I was happy. And my mother knew it. This, I think, made her the most uncomfortable of all—not that I was sharing articles of clothing with a man, but that I was so happy with that man—a Muslim from the other side of the world whom she knew so little about.
Our once-tight mother-daughter bond was still tight, but it was shifting. Phone calls that had former
ly occurred once a day now took place just a couple of times a week, owing to the time difference and the expense. And while I had once felt free to tell her everything about my life, now I hesitated.
When my mother eventually met Mesut in the flesh, more than a year after our courtship began, she eyed him skeptically, treating him as if he were some sort of science fair experiment she’d reluctantly agreed to let me bring home to tinker with on the condition that I would ultimately take it back to the laboratory from which it came. The meeting took place not in Wisconsin, where I’d wanted to bring Mesut, but instead in downtown Indianapolis.
“The school year’s been so busy,” my mother had said, sighing into the phone, when I’d initially called her from Turkey, announcing that Mesut was coming with me to the U.S. for a visit and wanted to see Beaver Dam.
“But, Mom—he wants to see where I grew up,” I protested. “Maybe I can make some calls and find a cleaning crew to come in while you’re at work. You wouldn’t even know they were there.”
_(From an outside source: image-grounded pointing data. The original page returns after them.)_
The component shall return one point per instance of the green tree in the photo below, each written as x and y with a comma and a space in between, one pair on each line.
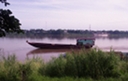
8, 22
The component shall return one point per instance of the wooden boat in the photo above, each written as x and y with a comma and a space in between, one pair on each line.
81, 43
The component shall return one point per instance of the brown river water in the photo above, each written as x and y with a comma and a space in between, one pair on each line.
22, 50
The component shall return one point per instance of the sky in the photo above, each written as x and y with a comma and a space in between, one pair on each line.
71, 14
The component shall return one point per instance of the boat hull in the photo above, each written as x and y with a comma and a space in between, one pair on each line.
56, 46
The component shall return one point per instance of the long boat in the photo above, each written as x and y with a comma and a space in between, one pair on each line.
81, 43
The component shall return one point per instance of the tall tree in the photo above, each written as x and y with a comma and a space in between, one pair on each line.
8, 22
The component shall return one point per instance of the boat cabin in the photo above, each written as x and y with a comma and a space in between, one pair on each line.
89, 42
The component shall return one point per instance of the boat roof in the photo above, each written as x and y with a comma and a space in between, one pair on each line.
89, 38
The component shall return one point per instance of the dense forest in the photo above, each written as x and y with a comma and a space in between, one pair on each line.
40, 33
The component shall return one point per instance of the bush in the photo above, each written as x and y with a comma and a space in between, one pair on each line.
93, 63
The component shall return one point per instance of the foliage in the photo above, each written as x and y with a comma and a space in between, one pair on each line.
8, 22
5, 2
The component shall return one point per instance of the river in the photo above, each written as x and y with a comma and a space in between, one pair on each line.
22, 50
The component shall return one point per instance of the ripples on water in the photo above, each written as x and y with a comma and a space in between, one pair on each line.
21, 49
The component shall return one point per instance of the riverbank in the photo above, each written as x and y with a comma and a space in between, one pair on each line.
74, 66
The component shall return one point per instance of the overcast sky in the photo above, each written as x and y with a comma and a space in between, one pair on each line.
71, 14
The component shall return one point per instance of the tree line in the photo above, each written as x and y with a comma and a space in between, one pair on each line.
40, 33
“Where would he sleep?” she asked.
“Maybe he could stay in the guest room?”
“The guest room isn’t in good shape,” she said. “And do you know anything about chipmunks?”
“Chipmunks?” I asked.
“Chipmunks,” she repeated, as if this were a most natural question to bring up in the middle of a conversation about introducing her to my new boyfriend. “I think they’re trying to get into the house from somewhere around where the front garden meets the foundation.”
My mother paused, then sighed.
“Mary, you won’t be happy. It’s not a good time. For me. Or the house.”
“Oh,” I said, nodding sadly. Of course the house was a problem. Again. When would I learn? “Okay.”
My mother had last promised me she would work to clean up the house the previous December, when I’d flown home for what would be my last Christmas in Beaver Dam.